For most of my life, I’ve let other people tell me how to live. I always thought someone else knew better than I did, whether they were more qualified, more established, more respected. I told myself I’d be much better off letting them make my choices than making them myself.
Eventually, I realized none of them was infallible. At the moment I saw each person clearly for the first time, I panicked. I went into monthslong tailspins, devastated by the loss. Disillusioned and confused, I was filled with shame by my errors in judgment. Why couldn’t I find a true teacher?
This can take the form of a therapist, a significant other, or a parent. You place all your hopes in someone, and they can never live up to the image you’ve created. Realizing this is traumatic, because you were counting on them to fix your life. But these disappointments are telling you something. They are telling you to develop self-agency.
I was given so many opportunities to claim my own authority — to look within to find what I so urgently needed and to stop looking everywhere else. Learning how to do that took time and emotional investment, but it was the greatest gift I ever gave myself.
Many of my clients come to me after years of turning to things outside of themselves to find meaning and wholeness. Eventually, they realize someone else can’t teach them how to create the life they want.
In the course of my own healing, I identified five simple beginning steps that help to create a stronger sense of self-reliance and personal power. It can feel overwhelming, but take it one step at a time, and you’ll find your way. You are more capable than you know.
1. Prioritize mental wellness.
We spend time on our physical wellness. It’s equally important (if not more) to take care of our minds. Meditation is a great tool for this.
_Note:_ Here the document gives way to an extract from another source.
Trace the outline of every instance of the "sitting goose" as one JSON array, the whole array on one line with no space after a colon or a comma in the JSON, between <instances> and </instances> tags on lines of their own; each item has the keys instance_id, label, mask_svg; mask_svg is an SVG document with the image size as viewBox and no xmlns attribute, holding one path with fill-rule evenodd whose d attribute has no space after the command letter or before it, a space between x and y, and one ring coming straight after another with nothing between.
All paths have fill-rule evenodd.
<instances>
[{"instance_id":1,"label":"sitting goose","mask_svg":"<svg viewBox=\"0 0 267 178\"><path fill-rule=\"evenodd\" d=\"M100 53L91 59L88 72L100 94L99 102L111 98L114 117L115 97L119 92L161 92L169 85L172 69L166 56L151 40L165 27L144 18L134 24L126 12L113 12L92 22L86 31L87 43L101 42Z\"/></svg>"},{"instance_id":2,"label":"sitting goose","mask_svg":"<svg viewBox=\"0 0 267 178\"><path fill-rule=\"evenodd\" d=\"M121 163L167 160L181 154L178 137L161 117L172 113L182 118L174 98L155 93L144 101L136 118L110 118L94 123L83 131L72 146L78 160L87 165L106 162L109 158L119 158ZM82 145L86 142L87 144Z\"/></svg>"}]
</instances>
It’s like green juice for your mind. Find a reputable center and sign up for an introductory class.
2. Simplify your life.
Go through your home, room by room. Be ruthless. Donate, sell, or give away anything that no longer fits into your idea of who you want to be. When we are surrounded by our past, it can be hard to step into our future. Do this with every room until there is nothing in your home that doesn’t honestly reflect the person you are today, and hope to become tomorrow.
3. Remove toxic influences.
Take a step back from those relationships where you feel your independence is compromised. That might mean reducing the amount of time you spend with someone. It might mean ending the relationship altogether.
Most media presents impossible standards of living, especially for women. It can be difficult to develop self trust when the messages coming in say there’s something wrong with you. Set rules for yourself. If you have one favorite show, allow yourself to watch it. Then turn off the TV and open a book.
You’d never talk to your friends the way you sometimes talk to yourself. Monitor your self-talk. Make a conscious effort to speak to yourself the way you would to anyone you loved: with kindness, encouragement, and humor.